Bomb damage in Bennett Road

May 1940

I have a very vivid recollection of an event which happened in Bennett Road when I lived there during WWII; I was just seven years old at the time. I am not exactly certain of the date, but I believe it was May 1940. On this particular day I was in bed but was woken at about 6.30am by a deafening explosion. I instinctively pulled the blankets over my head, which was a good thing because seconds later the ceiling came down over me.

I was covered in rubble

Minutes later my Mum came rushing into the bedroom; as she told me later, she had feared the worst and thought I had been killed or even badly injured. Apparently I was covered in rubble from all the debris of the ceiling but otherwise I had not been injured. My mum carried me downstairs and shut me in the cupboard under the stairs. This had previously been our coal cellar but had been cleared out to make a bomb shelter of sorts.
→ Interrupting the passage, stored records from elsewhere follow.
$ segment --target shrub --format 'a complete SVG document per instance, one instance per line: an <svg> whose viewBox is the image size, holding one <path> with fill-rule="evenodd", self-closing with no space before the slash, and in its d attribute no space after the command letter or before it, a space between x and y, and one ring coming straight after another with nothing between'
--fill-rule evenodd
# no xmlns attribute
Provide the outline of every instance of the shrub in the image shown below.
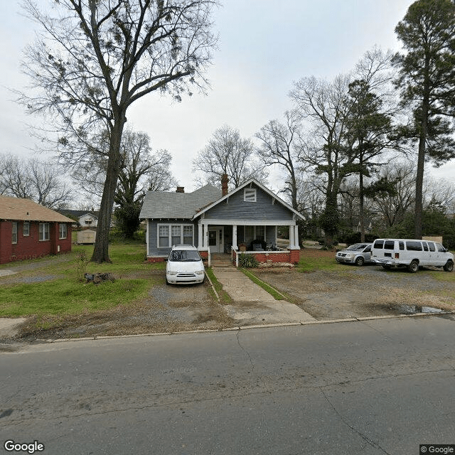
<svg viewBox="0 0 455 455"><path fill-rule="evenodd" d="M245 269L259 267L259 261L254 255L240 253L239 255L239 265Z"/></svg>

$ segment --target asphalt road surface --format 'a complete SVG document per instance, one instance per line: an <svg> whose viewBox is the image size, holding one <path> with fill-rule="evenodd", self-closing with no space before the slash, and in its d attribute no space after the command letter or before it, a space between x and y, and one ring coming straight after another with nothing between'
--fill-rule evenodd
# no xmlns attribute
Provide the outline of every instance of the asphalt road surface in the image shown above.
<svg viewBox="0 0 455 455"><path fill-rule="evenodd" d="M455 444L454 341L452 314L26 346L0 454L418 455Z"/></svg>

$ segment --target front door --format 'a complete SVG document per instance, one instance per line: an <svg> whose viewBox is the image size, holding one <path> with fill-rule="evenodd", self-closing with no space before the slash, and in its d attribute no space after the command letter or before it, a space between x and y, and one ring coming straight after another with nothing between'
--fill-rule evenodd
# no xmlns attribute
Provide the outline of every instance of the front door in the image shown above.
<svg viewBox="0 0 455 455"><path fill-rule="evenodd" d="M224 250L224 228L209 228L208 247L211 253L222 253Z"/></svg>

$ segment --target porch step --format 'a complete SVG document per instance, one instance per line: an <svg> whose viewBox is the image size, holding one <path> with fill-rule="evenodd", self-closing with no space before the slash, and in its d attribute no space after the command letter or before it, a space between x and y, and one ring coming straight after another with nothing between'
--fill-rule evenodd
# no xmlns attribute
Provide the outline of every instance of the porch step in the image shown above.
<svg viewBox="0 0 455 455"><path fill-rule="evenodd" d="M232 261L228 259L215 259L210 261L213 267L233 267Z"/></svg>

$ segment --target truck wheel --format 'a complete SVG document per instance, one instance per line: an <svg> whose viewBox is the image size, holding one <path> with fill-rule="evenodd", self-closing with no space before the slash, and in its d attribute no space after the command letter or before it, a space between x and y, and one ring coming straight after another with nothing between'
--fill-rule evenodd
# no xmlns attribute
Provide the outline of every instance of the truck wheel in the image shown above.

My mum and me outside our house

Considerable bomb damage

I remember that I was left in the cupboard for some considerable time because my parents thought that was the safest place for me while they helped friends and neighbours to clear up the damage. Apparently three bombs had straddled across our street, demolishing two houses. Many other houses in Bennett Road had all of their doors and windows blown out in the bomb blast. Many slate roofs were also badly damaged. I had had a very lucky escape that day.

Comments about this page

  • It is so fascinating and nostalgic to see the comments and the photos sent in by John Starley. Just a few short years later that would have been my mum standing on the front pathway, and myself sitting on my three wheeler. We played for hours on that front path. I notice that the iron garden fence is still in situ. When we moved to the house in 1944 there were only the stubs on the garden wall where the fence had been cut off by welding torches and taken for the war effort. As far as I am aware the iron work taken all over the country was taken with the promise that it would be replaced after the war. But as things were, probably an impossible task owing to finances at that austere time. The bomb damage as John has described was ironic as we played on the empty spaces where those houses would have been which we called the bomb site. We were a bit naughty sometimes as the bomb site was very near to Mr. Perry’s little orchard where we helped ourselves. He never moaned at us kids, all he said was “you can have as many windfalls as you like but don’t pick the apples from the tree”. The cupboard under the stairs was where we kept our coal (and odds and sods). It had two doors, one straight in front of you when you came from the front door, the other one had an odd angular top as it was cut to accommodate the rising staircase. We called this cupboard the meter cupboard as the electric meter and fuse box were in there. Very nostalgic.